От нас несло тухлятиной, падалью, мертвечиною, мы сникли, как октябрьские мухи, угодившие меж оконных рам и сонно ползающие по стеклам, потиху безнадежно сваливаясь в затхлые комья влажной ваты и в бумажные цветы, как в могилу. Предприимчивые презирают квелых, невольно загрызают их и закапывают поглубже, чтобы не чуять смрада, убивающего всякую волю...
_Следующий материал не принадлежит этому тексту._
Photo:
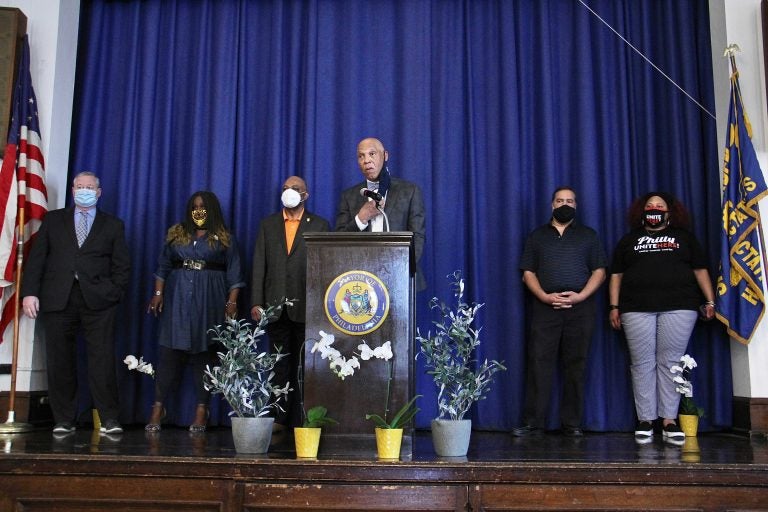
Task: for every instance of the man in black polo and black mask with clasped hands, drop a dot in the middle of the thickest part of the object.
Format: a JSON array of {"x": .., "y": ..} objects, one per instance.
[{"x": 563, "y": 265}]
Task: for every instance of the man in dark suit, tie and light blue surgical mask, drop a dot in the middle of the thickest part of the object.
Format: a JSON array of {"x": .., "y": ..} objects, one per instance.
[{"x": 76, "y": 274}]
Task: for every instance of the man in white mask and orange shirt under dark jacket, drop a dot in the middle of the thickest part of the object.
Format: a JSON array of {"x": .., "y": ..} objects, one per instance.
[{"x": 280, "y": 272}]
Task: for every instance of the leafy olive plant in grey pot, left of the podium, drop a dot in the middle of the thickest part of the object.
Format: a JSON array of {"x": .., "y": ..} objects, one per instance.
[{"x": 244, "y": 378}]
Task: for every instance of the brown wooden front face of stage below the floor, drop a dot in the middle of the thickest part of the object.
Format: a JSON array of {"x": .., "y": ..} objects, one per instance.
[{"x": 140, "y": 483}]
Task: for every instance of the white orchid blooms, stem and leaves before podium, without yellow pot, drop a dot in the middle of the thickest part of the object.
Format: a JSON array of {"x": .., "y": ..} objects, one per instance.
[{"x": 345, "y": 367}]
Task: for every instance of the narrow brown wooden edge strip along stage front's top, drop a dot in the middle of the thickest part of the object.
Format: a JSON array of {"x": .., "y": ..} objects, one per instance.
[{"x": 262, "y": 469}]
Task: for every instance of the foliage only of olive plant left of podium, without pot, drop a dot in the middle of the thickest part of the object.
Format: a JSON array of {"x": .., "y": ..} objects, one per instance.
[{"x": 244, "y": 376}]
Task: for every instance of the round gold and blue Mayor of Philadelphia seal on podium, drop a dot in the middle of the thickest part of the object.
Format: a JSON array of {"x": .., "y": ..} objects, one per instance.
[{"x": 357, "y": 302}]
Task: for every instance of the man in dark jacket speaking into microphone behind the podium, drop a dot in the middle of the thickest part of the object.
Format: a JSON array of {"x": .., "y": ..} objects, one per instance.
[{"x": 400, "y": 200}]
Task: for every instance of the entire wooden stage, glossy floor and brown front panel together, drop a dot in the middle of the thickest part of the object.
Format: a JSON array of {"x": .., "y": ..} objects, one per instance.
[{"x": 177, "y": 470}]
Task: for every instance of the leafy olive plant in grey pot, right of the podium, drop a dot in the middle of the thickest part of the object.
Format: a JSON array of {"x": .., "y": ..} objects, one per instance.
[{"x": 461, "y": 379}]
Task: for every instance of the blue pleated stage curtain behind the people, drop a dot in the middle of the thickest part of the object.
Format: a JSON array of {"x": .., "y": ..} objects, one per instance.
[{"x": 487, "y": 105}]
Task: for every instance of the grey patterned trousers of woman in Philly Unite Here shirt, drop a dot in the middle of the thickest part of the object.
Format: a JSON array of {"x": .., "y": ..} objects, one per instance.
[{"x": 656, "y": 342}]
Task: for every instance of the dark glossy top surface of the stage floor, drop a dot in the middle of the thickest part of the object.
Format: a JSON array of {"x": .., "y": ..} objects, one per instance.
[{"x": 485, "y": 447}]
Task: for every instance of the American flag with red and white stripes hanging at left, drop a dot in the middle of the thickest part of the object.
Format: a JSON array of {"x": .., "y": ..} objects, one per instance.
[{"x": 22, "y": 186}]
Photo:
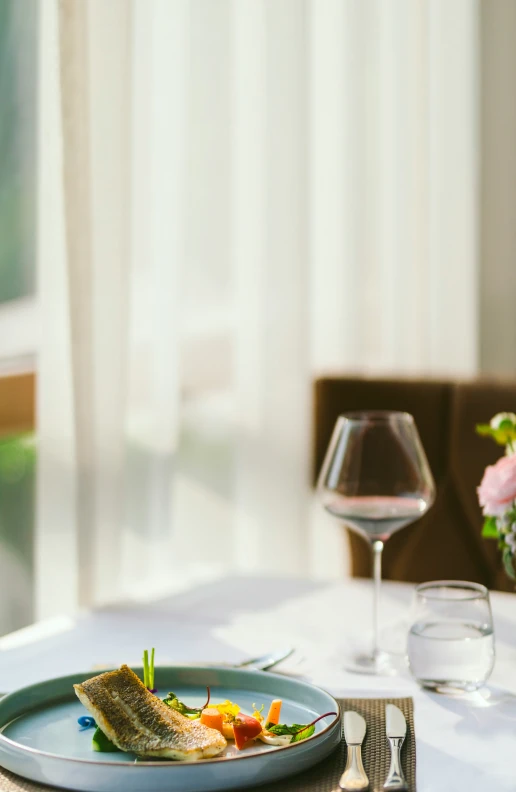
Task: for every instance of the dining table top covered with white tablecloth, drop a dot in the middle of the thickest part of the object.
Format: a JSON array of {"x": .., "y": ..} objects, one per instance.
[{"x": 463, "y": 742}]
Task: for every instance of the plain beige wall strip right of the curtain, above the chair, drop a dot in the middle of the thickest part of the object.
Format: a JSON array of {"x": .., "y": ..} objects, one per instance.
[{"x": 498, "y": 188}]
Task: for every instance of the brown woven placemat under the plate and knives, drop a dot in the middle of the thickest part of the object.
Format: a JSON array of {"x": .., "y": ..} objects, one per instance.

– Революция произошла... Что случилось, то случилось... Нельзя возвращаться в прошлое, где все уже сгнило, остались лишь черепа да кости. Кто возвращается назад, тот безнадежно проигрывает. Мы вступили на новый путь, и его надо пройти до конца, чтобы не повторять ошибочных уроков, чтобы не жалеть упущенного. Надо захлебнуться в своей блевотине, и кто уцелеет, тот будет знать правду и истину, как надо жить... А вы, профессор, не даете захлебнуться, вы трясетесь над слезинкой ребенка, вы вечно протягиваете соломинку утопающему, от которого надо бежать прочь... Слезливые воспоминания приводят к деградации нации и к шизофрении. Сейчас в стране пятьдесят миллионов шизофреников...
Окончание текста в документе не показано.